In One True God, Stark ranges widely over various forms of monotheism, from those of the ancient world to the present. For him, the central distinction in the history of religions lies between theistic religions, whose adherents believe in one or more supernatural divine beings, and "Godless" religions, based upon belief in a supernatural but impersonal essence, such as the Dharma in early Buddhism or the Tao in philosophical Taoism. Stark sharply distinguishes the wisdom of Godless religions, which are based on introspection and meditation, from theistic theologies that derive from divine revelation. Impersonal essences are incapable of relationships of exchange, and thus less attractive to large populations seeking benefits from religious activities. When traditions shift from a personal image of God to an impersonal conception, religious practice declines.

In accordance with rational-choice theory, Stark finds that most people prefer personal divine beings who behave rationally, responsively and dependably. Godless religions appeal to educated elites, but they do not attract large populations. Buddhism, which in its elite forms continues to be a "Godless religion," became a religion of the masses by absorbing numerous divine beings and bodhisattvas, who offer personal relationships and blessings. Similarly, philosophical Taoism appeals to a small elite group, while popular Taoism thrives on miraculous legends of the immortals who heal people.

Monotheisms repeatedly mobilize tremendous amounts of energy because of their strong claims, but they also call forth conflict and religious intolerance. Stark argues that it is intrinsic to a monotheistic faith, which claims to know the one true God, to also claim to be the only true religion, to engage in missionary activity and to reject other gods.

Monotheisms, however, repeatedly splinter into many true religions which fight with each other. Having a large number of competing religions encourages civil behavior, as in the U.S., but when there are only a few competitors they will, Stark predicts, fight to suppress each other. Intensity of piety leads to intensity of conflict. Nonetheless, Stark finds a social-scientific basis for hope in a neglected aspect of the work of economist Adam Smith: in a pluralistic environment, the "marketplace" of religions forces competition and encourages civil behavior. The selfish interest of each religious tradition will induce it to behave with civility toward its competitors.

Some of Stark's examples are as interesting as his theories. He takes aim at a number of generalizations--that Jews did not try to convert others to Judaism or that Muslims in Spain always allowed Jews to flourish while Christians oppressed them. Stark documents that Jews in antiquity were vigorous proselytizers; according to Josephus, Jewish armies led by the Maccabees even forced conversions on their defeated foes. The Muslims in Spain were not always the tolerant protectors of Jewish life that they have claimed to be. Moses Maimonides fled from Moorish persecution, his family pretended to convert to Islam in fear for their lives, and some Jews in the 12th century fled from Muslim persecution in the south to the then relative safety of Christian kingdoms in the north.

Stark's discussion is lively, pointed and frequently illuminating.
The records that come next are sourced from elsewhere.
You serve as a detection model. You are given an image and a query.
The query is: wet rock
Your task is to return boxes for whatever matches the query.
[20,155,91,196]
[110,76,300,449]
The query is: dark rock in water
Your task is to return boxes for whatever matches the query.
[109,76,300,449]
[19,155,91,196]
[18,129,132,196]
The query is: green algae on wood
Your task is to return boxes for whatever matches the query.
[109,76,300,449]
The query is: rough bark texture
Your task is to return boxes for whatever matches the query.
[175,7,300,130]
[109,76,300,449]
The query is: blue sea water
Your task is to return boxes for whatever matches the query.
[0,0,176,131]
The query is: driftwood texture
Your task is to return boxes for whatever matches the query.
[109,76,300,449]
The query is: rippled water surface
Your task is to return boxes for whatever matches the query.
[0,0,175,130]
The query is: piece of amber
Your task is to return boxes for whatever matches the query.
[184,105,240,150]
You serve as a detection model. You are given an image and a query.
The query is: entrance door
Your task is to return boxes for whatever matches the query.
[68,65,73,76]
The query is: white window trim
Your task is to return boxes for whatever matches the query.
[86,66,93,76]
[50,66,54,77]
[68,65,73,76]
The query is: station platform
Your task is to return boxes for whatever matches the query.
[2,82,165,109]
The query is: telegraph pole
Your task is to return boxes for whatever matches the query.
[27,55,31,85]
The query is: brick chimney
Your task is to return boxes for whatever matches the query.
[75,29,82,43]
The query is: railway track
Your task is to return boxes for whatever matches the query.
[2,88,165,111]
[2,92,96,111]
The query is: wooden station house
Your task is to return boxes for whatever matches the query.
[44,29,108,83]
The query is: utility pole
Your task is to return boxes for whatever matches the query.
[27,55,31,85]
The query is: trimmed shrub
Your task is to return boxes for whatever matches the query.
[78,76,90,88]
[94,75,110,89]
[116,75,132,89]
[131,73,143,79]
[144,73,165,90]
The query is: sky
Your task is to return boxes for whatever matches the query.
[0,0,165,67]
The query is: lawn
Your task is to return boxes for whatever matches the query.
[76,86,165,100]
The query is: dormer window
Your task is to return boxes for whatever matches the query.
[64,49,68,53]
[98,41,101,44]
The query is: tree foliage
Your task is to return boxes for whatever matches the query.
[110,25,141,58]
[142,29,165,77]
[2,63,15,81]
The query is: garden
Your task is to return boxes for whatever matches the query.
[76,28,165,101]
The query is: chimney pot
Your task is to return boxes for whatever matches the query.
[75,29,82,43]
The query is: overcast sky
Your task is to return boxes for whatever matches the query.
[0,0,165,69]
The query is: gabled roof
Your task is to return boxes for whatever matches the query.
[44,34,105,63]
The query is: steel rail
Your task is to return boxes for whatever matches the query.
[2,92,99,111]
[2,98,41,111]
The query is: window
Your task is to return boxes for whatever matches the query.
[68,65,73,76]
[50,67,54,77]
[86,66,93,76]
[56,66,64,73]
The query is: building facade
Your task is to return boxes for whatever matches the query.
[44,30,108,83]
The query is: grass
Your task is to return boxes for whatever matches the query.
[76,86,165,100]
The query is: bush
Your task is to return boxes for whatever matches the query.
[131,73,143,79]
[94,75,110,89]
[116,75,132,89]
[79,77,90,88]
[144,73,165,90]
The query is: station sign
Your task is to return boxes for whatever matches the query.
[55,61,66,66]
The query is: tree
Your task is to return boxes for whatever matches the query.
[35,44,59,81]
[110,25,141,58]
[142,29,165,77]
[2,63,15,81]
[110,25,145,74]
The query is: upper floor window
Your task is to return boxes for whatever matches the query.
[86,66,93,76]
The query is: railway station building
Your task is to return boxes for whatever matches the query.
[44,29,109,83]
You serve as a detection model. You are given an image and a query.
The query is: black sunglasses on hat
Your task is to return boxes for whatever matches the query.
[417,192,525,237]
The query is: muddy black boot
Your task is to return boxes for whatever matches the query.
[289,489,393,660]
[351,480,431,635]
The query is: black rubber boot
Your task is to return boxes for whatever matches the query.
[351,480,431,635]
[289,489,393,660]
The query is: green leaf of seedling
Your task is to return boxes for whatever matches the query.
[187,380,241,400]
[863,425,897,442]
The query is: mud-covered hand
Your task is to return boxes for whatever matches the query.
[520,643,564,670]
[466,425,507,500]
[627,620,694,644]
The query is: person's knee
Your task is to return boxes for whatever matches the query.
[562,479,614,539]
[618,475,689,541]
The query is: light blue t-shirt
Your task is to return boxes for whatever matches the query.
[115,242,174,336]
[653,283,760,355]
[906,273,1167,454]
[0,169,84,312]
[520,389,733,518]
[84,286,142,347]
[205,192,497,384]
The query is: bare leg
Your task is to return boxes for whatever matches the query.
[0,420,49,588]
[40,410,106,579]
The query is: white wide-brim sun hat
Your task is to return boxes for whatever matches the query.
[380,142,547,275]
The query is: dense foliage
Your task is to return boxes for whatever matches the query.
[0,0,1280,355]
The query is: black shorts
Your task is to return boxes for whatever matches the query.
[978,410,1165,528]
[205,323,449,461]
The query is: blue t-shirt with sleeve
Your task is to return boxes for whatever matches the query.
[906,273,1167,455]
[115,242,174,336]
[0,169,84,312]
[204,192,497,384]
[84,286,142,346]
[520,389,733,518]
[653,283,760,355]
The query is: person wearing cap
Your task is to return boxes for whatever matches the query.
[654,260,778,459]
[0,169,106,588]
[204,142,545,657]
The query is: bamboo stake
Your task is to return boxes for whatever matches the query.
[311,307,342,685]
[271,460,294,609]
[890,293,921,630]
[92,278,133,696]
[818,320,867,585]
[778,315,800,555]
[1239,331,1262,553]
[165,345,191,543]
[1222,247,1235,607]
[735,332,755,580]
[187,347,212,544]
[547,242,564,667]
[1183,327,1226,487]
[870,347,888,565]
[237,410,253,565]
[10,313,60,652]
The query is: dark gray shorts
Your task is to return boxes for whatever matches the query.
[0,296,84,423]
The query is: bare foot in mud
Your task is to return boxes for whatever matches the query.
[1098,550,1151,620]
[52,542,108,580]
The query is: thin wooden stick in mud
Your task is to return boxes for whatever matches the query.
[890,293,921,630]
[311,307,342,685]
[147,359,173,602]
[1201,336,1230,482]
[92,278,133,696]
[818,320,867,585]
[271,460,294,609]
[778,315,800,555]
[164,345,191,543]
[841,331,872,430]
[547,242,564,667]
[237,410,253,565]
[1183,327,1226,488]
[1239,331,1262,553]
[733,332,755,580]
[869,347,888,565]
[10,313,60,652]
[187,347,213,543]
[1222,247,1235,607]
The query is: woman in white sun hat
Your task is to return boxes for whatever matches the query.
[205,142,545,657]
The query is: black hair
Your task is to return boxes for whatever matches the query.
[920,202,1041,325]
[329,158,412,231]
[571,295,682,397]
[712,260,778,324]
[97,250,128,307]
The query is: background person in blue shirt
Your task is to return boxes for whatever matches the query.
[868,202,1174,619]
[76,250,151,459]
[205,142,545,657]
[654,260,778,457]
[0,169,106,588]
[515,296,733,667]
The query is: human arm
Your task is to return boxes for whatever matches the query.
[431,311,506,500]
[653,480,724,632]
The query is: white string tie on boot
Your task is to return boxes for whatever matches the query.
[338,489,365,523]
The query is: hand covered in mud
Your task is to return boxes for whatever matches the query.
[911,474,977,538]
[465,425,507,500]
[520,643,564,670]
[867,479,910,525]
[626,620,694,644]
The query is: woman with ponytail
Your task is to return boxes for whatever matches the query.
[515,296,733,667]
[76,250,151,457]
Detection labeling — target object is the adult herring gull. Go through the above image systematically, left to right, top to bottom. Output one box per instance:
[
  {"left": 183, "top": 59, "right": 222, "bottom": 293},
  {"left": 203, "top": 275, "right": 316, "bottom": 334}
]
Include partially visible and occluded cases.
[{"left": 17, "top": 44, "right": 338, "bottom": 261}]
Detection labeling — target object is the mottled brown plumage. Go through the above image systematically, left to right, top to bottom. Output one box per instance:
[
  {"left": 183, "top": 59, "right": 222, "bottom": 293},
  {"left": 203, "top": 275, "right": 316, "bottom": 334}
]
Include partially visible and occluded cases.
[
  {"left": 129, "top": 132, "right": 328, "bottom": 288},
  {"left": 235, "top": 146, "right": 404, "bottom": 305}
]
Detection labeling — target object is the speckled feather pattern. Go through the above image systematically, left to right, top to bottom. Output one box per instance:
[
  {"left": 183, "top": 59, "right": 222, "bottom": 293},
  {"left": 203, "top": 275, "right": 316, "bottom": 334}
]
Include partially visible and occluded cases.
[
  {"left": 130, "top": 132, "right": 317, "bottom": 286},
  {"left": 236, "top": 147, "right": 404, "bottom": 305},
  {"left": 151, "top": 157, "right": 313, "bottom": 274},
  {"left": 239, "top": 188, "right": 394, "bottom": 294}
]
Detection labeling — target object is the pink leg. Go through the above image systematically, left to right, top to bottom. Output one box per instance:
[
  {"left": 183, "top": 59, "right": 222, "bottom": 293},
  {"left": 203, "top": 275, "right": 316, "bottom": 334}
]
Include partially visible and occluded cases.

Rational-choice theory, however, may filter out some of the sense of depth and mystery in each of the monotheistic traditions and thereby lead to a truncated image of each. Augustine warned his congregation, "If you have comprehended, what you have comprehended is not God." Christian theologians have seen God both as personal and as an essence beyond any finite notion of personality. Anselm, when considering what the word "persona" signifies in the Trinity, responded: "three I-don't-know-whats." Like any social-scientific study of religion, Stark's approach sees religious faith and practice from a certain angle, which becomes reductionistic if taken as a total explanation. Nonetheless, this is an informative, provocative and timely contribution to the study of religion.